Hanifah terlihat gugup kala jemarinya mulai melepas kancing baju satu persatu. Di sisi ranjang Kyai Salman sudah berdiri dengan bertelanjang bulat. Tanpa perasaan malu sedikitpun, tokoh agama ternama itu melepas seluruh pakaiannya hingga membuat Hanifah kini bisa menyaksikan tubuh telanjangnya.
"Hijabnya nggak usah dibuka, biarin aja kayak gitu Mbak." Cegah Kyai Salman saat Hanifah hendak melepas penutup kepalanya.
Tubuh bagian atas Hanifah sudah nyaris terlihat semuanya, hanya menyisakan sepotong bra yang terlihat begitu sesak menutupi bagian dadanya. Di bawah celana jins yang sedari tadi membungkus lekuk indah tubuh sang pasien juga telah terlepas begitu saja, yang tampak hanya celana dalam warna hitam dan begitu kontras dengan warna kulit Hanifah yang putih mulus.
"Loh? Pake hijab? Kita kan mau...." Suara Hanifah tercekat.

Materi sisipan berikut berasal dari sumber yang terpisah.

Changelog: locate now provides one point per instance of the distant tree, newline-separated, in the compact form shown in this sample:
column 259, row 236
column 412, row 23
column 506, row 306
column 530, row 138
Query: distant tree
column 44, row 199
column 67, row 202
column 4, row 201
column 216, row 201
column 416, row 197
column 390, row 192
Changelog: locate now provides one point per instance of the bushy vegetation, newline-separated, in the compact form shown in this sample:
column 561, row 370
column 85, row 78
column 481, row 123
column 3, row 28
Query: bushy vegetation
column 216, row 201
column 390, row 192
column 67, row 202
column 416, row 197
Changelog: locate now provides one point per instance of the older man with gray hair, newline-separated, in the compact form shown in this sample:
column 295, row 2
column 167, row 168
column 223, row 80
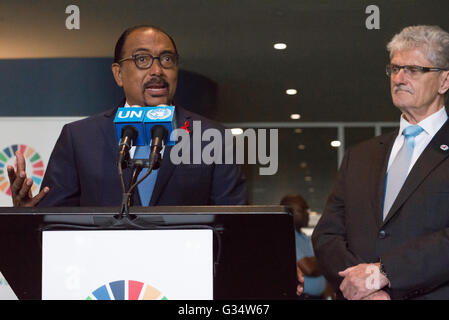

"Kita memang akan bersetubuh Mbak, tapi kali ini persetubuhan yang melibatkan Allah, bukan hanya semata karena nafsu belaka." Ujar Kyai Salman menjelaskan. Bak kerbau yang dicokok hidungnya, Hanifah untuk kesekian kalinya menuruti perintah Kyai Salman.
"Dilepas semuanya Mbak, kecuali hijabnya." Kata Kyai Salman tak memberi kesempatan Hanifah untuk berlama-lama memikirkan kekalutan hatinya.
"I-Iya Kyai..."
Hanifah mulai melepas pengait branya, dua buah gundukan kenyal daging di dada wanita cantik itu langsung terlihat begitu menggiurkan. Ukurannya lumayan besar, dengan dua puting imut yang begitu menggemaskan. Kyai Salman sampai harus menelan ludahnya sendiri, penisnya yang gemuk pun bereaksi dan mulai perlahan mengeras, mengacung tegak siap untuk digunakan. Gerakan tangan Hanifah turun ke bawah tubuhnya, kali ini giliran celana dalamnya yang dilepaskan. Gerak tubuh Hanifah yang kaku dan cenderung kikuk tak bisa menyembunyikan kegugupan wanita bertubuh sintal tersebut.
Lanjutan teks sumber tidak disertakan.